Trial Starts Against Denver Police Over Use of Force in 2020 Protests

A lawsuit against the Denver Police Department for use of force during the George Floyd protests had its first day at trial on Monday. The complaint alleges that police officers brought in to supervise the 2020 protests used excessive force, violating the constitutional rights of protestors. 

Two lawsuits representing 12 protestors were first filed in June and July 2020 by the American Civil Liberties Union Colorado and Arnold & Porter, representing seven plaintiffs, and Loevy & Loevy, representing five plaintiffs. The two cases were consolidated in August 2020 and ask the federal district court to declare the actions of police officers during the protest unconstitutional. 


The complaints single out specific crowd control tactics employed by the Denver Police Department and officers from other jurisdictions that injured protestors. The complaint filed by ACLU Colorado and Arnold & Porter contains a long list of images from local news and social media of the tools used by officers, which included tear gas, rubber bullets, flash grenades and more, and the injuries and aftermath of protestors from the use of these tools.
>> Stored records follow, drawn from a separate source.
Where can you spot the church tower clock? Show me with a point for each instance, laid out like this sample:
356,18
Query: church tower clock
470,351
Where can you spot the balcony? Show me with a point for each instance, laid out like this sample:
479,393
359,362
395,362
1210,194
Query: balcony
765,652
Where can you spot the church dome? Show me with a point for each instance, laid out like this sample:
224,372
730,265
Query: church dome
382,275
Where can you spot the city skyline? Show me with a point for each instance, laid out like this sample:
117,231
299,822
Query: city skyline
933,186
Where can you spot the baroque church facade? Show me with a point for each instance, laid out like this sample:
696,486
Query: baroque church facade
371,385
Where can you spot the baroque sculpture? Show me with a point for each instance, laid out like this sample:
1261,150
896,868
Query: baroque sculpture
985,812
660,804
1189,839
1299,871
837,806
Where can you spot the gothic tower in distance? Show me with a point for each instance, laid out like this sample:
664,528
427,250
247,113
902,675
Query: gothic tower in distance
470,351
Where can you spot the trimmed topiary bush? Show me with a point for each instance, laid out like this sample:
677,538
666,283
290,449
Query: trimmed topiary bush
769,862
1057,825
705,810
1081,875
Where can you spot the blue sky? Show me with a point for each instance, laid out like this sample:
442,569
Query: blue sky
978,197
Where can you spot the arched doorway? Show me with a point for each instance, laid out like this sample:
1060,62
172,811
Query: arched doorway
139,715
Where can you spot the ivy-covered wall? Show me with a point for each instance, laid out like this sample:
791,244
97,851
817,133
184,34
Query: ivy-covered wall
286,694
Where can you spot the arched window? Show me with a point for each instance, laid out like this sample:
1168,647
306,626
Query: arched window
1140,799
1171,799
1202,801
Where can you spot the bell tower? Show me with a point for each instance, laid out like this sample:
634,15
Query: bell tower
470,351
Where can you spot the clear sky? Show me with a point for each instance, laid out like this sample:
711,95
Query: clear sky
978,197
“Officers aimed the tear gas and rubber and foam projectiles, as well as pepper balls, at crowds of protesters indiscriminately, even at times when the crowd was doing nothing more than standing and observing the officers,” reads the ACLU complaint. While many of these tactics are not lethal weapons, the complaint states, protestors were not given adequate warning and some protestors as well as bystanders sustained significant injuries including loss of vision. 

By not properly training officers to constitutionally respond to peaceful protests or disciplining officers for excessive force, the complaints alleges, the City of Denver and the Denver Police Department violated the constitutional rights of protestors to assemble, speak and air grievances against the government.

The Loevy & Loevy suit raises many of the same allegations and asks the court to designate the protesters a class and name the plaintiffs as class representatives.

Along with Denver, the complaint names the city of Aurora, which supplied officers to the protests, police leadership and individual officers from Denver, Aurora and Colorado Springs as defendants. 

The 15-day jury trial began on March 7 at 9 a.m. in federal district court. 

According to ACLU Colorado, the trial is the first in the country to challenge use of force by police against the George Floyd protestors.